I attribute the stronger sell-offs today in shares of Tiffany & Co. (TIF) and Coach (COH) to the premiums the stocks are valued at when compared with the broader retail sector and equities markets. Consequently, any swift decline in sales, despite muddling growth in the country for each, raises the risk to future earnings. Both companies, in my view, have been managing their Japanese businesses to profitability rather than new unit growth.
Note to investors. It's not the amount of sales in which retailers derive from Japan per se, it's the store clustering in close proximity to the damaged areas and the profit generated by operations in Japan.

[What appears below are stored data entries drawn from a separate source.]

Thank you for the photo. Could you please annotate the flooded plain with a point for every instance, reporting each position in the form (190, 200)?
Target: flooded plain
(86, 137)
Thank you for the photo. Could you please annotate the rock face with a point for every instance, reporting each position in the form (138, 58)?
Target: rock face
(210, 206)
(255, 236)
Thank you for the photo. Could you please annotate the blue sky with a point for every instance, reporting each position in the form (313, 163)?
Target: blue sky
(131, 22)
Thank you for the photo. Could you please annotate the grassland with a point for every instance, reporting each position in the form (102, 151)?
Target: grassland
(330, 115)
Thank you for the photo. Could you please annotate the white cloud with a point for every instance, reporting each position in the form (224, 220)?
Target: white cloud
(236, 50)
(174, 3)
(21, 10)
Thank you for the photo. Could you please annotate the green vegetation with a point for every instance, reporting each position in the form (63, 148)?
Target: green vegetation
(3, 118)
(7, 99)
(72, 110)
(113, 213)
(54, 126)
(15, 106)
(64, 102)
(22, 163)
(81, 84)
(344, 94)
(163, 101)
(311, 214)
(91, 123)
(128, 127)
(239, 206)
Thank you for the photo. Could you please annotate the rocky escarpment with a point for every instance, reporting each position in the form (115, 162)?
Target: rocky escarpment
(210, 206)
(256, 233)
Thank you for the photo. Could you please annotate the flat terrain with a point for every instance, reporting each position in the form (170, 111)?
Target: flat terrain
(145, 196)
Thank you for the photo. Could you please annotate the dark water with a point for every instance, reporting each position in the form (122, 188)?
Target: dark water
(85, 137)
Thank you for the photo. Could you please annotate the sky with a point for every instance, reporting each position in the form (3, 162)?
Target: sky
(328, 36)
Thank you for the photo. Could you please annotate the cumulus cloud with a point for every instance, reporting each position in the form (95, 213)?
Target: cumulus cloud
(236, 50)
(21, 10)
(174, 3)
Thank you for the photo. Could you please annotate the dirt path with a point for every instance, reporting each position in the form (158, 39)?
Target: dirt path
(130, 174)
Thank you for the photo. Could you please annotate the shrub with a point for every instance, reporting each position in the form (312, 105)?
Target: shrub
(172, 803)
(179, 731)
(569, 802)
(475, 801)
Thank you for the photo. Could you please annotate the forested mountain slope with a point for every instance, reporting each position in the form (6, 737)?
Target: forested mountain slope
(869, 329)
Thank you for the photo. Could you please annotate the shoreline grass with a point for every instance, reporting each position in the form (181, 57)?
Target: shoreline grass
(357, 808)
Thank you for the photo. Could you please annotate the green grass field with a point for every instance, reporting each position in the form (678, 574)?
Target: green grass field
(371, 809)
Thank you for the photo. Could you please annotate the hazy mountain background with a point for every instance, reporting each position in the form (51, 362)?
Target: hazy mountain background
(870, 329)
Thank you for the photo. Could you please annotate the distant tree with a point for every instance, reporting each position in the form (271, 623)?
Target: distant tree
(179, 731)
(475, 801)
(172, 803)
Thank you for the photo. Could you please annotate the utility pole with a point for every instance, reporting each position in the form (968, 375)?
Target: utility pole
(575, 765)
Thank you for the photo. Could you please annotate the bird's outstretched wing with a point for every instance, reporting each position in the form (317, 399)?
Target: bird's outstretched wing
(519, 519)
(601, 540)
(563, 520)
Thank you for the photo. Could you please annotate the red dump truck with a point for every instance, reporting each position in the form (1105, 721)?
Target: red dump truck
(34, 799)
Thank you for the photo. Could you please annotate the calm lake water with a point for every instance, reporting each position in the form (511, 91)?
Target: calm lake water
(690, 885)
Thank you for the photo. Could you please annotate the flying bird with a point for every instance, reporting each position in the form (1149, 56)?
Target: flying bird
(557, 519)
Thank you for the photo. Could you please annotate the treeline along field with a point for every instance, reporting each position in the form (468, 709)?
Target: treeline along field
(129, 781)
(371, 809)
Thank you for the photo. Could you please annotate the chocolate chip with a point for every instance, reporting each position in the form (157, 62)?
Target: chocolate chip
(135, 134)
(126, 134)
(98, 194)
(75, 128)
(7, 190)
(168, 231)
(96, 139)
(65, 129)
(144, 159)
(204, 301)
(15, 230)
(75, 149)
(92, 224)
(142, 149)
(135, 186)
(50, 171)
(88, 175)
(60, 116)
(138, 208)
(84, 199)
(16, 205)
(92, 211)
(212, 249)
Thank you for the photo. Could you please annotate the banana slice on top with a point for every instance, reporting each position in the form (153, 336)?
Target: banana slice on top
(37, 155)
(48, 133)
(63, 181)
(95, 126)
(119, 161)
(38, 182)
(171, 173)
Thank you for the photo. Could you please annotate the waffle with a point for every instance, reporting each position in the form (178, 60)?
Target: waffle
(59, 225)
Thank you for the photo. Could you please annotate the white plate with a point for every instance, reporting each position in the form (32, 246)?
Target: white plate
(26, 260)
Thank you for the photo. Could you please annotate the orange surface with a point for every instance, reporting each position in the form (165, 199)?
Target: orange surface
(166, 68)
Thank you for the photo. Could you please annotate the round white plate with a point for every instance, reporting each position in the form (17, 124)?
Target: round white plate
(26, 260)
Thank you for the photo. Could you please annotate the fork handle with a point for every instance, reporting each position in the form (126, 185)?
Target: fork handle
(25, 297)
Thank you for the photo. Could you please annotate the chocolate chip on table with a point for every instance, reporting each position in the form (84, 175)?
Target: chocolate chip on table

Drilldown into Tiffany & Co. and Coach:
- Tiffany & Co. (TIF) stores are clustered along the coast of Japan
- Coach (COH) has a store around the Fukushima area (nuclear concern central) and in Sendai
- Coach and Tiffany & Co. have stores in Japan's major airports
Rundown of retail and Japan overall:
- Japan accounts for 23% of hard and soft luxury goods worldwide marketplace (U.S. and Europe at 25%; China 13%)
- Hermes (OTCPK:HESAF): 20% of annual sales
- Louis Vuitton (OTCPK:LVMHF): 10% of annual sales
- Swatch (OTCPK:SWGNF): 5% of annual sales
- Tiffany & Co.: 19% of annual sales
- Coach: 20% of annual sales
I am still pouring over Wal-Mart's (WMT) exposures to Japan (operates under Seiyu banner in Japan).